Reducing classroom boredom

Another area of great potential is around education. Moore believes it’d be enormously beneficial for educators to better know what was working in holding a class’s attention and delight – and what was failing.

“Can you imagine what the world would be like if education around the world was 20 per cent more effective because people were 20 per cent less bored?” he asked.

Affective’s software was used in MIT research, showing “great promise”. Published this year, it involved using emotional responses from preschoolers to customise how Spanish was taught, through a robot peer.

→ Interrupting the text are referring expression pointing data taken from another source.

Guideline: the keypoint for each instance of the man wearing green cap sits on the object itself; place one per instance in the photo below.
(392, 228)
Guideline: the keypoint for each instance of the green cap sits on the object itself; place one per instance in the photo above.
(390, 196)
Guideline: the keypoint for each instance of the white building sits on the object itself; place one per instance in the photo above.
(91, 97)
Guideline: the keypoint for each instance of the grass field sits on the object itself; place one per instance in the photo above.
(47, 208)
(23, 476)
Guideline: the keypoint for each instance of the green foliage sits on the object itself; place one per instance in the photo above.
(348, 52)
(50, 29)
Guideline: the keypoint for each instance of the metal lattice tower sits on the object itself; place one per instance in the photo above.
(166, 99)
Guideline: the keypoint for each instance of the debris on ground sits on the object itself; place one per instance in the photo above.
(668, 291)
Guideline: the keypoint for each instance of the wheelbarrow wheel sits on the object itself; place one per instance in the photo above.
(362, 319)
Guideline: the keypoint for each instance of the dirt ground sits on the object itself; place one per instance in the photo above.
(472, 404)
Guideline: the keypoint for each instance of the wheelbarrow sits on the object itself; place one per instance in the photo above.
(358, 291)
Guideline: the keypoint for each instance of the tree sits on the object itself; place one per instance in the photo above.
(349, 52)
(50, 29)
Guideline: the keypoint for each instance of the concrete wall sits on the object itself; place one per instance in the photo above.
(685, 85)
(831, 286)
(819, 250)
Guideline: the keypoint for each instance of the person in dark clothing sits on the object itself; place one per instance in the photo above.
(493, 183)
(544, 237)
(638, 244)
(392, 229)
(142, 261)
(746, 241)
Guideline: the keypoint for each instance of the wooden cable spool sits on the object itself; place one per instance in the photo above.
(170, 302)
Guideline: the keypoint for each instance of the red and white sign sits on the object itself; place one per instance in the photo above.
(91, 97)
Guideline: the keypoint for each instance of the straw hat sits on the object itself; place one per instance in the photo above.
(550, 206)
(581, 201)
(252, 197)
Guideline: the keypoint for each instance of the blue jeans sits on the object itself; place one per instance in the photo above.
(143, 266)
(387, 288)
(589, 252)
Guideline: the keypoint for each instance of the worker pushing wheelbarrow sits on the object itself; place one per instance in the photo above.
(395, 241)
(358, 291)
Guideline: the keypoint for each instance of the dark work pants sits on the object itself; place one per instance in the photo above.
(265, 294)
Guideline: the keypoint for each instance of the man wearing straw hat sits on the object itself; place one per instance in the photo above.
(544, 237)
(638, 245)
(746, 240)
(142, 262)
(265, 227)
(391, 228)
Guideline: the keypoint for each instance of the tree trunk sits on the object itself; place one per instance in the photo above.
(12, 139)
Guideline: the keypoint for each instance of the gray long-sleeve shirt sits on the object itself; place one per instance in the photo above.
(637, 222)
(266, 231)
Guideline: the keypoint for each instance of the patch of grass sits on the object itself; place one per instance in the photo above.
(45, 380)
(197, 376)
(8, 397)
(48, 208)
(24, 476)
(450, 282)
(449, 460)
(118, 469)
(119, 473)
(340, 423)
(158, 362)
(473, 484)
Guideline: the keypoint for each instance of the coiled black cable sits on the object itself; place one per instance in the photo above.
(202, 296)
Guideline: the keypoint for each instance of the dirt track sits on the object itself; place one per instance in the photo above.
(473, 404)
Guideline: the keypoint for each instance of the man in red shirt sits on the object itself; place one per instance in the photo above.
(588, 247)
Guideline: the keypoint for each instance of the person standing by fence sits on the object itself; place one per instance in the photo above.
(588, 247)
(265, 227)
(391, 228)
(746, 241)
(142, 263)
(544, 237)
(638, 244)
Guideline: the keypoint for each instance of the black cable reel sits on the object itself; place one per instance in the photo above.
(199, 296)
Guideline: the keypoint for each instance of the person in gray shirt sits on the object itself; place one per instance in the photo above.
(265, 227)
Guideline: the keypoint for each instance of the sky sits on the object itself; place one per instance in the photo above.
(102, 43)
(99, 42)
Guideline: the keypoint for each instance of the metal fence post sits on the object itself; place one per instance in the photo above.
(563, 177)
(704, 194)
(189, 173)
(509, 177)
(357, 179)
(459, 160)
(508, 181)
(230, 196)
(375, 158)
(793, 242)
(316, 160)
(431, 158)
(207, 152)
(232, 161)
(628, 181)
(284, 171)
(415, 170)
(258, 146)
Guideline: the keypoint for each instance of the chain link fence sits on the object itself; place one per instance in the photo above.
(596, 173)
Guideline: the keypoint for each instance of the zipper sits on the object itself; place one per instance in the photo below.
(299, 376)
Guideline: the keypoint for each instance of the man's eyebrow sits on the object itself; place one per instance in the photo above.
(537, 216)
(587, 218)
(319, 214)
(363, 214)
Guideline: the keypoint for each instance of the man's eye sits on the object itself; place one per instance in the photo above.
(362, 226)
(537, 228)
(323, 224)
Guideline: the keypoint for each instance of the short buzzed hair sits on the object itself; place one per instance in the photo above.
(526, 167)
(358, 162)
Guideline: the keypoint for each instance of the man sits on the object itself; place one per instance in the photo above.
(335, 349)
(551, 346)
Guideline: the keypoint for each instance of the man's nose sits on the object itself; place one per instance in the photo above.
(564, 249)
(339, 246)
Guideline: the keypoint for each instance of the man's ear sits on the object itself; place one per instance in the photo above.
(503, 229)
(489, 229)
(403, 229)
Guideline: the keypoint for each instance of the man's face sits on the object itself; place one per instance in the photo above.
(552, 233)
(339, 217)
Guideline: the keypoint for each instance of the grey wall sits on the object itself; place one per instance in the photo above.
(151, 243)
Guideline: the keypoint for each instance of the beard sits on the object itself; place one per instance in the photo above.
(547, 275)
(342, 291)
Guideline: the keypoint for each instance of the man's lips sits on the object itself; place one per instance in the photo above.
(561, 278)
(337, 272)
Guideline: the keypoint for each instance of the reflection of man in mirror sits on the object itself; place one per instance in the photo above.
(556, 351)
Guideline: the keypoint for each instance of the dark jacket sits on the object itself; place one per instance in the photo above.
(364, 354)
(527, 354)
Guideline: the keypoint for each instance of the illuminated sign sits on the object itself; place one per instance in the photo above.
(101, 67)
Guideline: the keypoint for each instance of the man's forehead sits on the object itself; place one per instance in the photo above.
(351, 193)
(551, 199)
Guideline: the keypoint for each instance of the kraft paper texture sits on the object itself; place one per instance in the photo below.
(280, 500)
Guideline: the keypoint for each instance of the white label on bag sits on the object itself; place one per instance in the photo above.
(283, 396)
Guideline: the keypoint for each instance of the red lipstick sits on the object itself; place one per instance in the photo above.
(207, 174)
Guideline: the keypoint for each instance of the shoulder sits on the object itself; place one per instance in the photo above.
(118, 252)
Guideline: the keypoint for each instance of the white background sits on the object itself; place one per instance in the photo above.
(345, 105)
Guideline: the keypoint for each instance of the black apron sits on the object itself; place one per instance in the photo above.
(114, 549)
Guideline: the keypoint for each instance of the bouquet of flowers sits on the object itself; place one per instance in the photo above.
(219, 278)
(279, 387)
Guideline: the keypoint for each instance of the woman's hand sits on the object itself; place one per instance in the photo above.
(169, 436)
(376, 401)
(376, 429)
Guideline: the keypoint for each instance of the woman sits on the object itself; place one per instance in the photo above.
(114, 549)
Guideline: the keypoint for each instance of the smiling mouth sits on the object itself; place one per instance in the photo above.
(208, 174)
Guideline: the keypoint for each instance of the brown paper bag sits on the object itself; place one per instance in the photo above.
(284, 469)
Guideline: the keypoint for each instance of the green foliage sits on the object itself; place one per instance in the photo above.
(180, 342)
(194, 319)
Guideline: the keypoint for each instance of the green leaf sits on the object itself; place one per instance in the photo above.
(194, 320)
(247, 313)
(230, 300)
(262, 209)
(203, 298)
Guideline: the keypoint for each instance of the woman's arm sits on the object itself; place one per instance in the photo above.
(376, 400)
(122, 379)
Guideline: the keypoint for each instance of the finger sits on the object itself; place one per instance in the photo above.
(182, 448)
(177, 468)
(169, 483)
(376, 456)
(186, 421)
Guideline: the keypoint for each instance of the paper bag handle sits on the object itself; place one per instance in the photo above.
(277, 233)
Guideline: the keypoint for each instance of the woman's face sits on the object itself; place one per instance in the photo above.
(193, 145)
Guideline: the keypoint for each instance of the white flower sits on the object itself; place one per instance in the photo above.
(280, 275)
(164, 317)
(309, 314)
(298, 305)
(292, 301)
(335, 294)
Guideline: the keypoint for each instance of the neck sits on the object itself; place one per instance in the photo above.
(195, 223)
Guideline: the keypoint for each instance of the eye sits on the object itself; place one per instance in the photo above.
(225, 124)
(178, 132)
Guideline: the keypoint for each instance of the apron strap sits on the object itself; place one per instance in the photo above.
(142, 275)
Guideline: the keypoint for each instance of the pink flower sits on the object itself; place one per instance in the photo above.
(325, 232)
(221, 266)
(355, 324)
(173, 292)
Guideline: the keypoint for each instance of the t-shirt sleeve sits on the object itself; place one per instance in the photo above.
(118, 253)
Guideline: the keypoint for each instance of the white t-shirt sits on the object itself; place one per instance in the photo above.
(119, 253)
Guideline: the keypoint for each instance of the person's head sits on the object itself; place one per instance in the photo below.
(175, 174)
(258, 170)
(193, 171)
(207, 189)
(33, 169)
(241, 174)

“What if these learning management systems would understand that a student is bored or confused or frustrated, and then adapt in real time to the emotions of the student?” Zijderveld said.

Imagine getting real-time feedback on how engaged your audience is during your next presentation?

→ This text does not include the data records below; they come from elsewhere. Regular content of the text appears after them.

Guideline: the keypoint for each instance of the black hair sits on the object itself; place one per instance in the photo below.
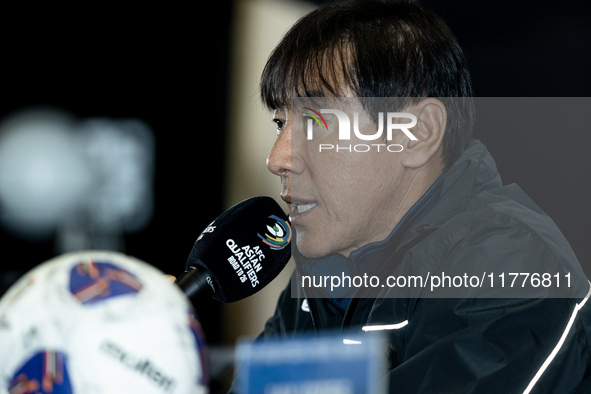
(374, 48)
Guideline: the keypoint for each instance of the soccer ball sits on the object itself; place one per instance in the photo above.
(99, 322)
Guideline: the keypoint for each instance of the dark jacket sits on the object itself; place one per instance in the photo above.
(468, 342)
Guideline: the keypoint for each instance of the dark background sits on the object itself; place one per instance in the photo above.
(168, 65)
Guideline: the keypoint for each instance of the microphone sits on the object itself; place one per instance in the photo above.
(239, 253)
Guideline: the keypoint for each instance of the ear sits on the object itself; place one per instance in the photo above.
(429, 131)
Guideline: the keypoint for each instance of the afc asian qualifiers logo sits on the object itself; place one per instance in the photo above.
(278, 234)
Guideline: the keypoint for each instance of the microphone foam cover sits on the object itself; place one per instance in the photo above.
(244, 249)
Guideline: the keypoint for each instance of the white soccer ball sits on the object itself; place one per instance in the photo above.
(99, 322)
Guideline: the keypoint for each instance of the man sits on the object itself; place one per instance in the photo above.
(433, 205)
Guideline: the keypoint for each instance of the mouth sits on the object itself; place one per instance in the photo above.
(298, 207)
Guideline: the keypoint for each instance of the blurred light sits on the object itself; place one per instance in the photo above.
(42, 176)
(87, 180)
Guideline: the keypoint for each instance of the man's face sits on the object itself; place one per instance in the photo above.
(339, 200)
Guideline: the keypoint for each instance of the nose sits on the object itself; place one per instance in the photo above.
(279, 160)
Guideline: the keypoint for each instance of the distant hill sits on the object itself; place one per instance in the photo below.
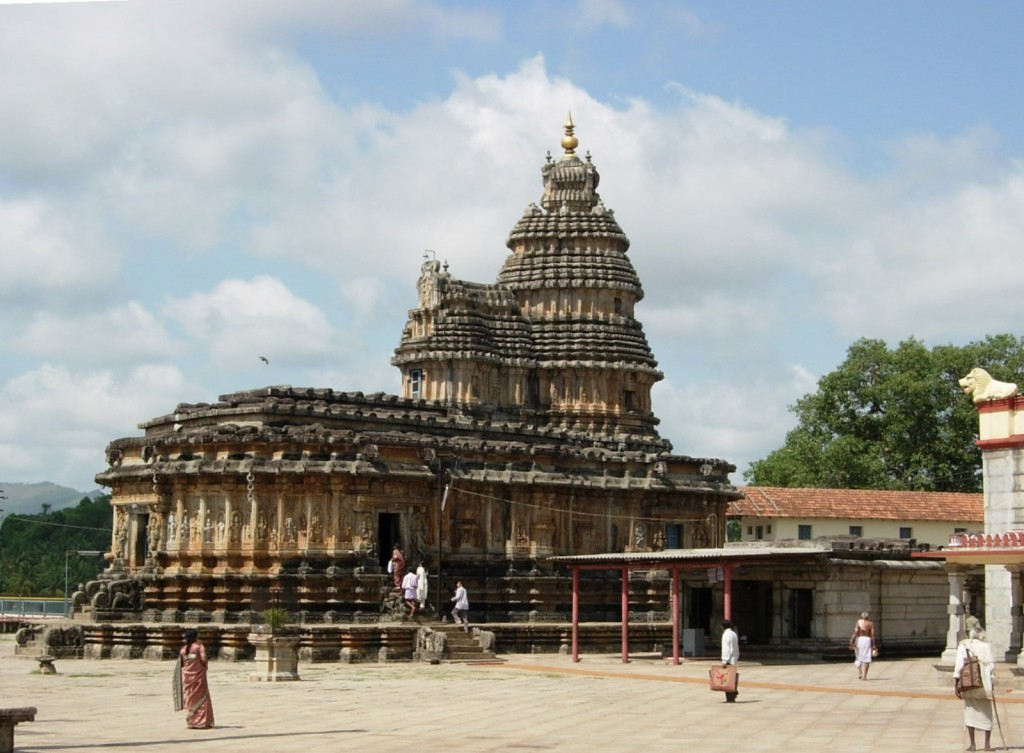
(28, 499)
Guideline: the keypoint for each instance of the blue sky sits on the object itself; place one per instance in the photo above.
(185, 186)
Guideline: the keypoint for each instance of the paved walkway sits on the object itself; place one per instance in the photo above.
(540, 702)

There have been comments made around the perceived ‘creepiness’ of emotionally intelligent systems being able to interpret our feelings and respond to them.

Ekman has voiced privacy concerns and Affectiva is aware of the sensitivity issues and has a strong focus on opting in and giving consent, recognising that emotions are “quite personal”.

Like any technology, the usual comments about “a double-edged sword” and the “in wrong hands …” apply here. Consider a repressive regime armed with affective computing, monitoring its citizens,, and being able to detect which ones were feigning loyalty.

There’s no evidence this could happen yet, but “it is our responsibility as engineers to be thinking about the future, so this is one of the things that concerns me,” Moore said.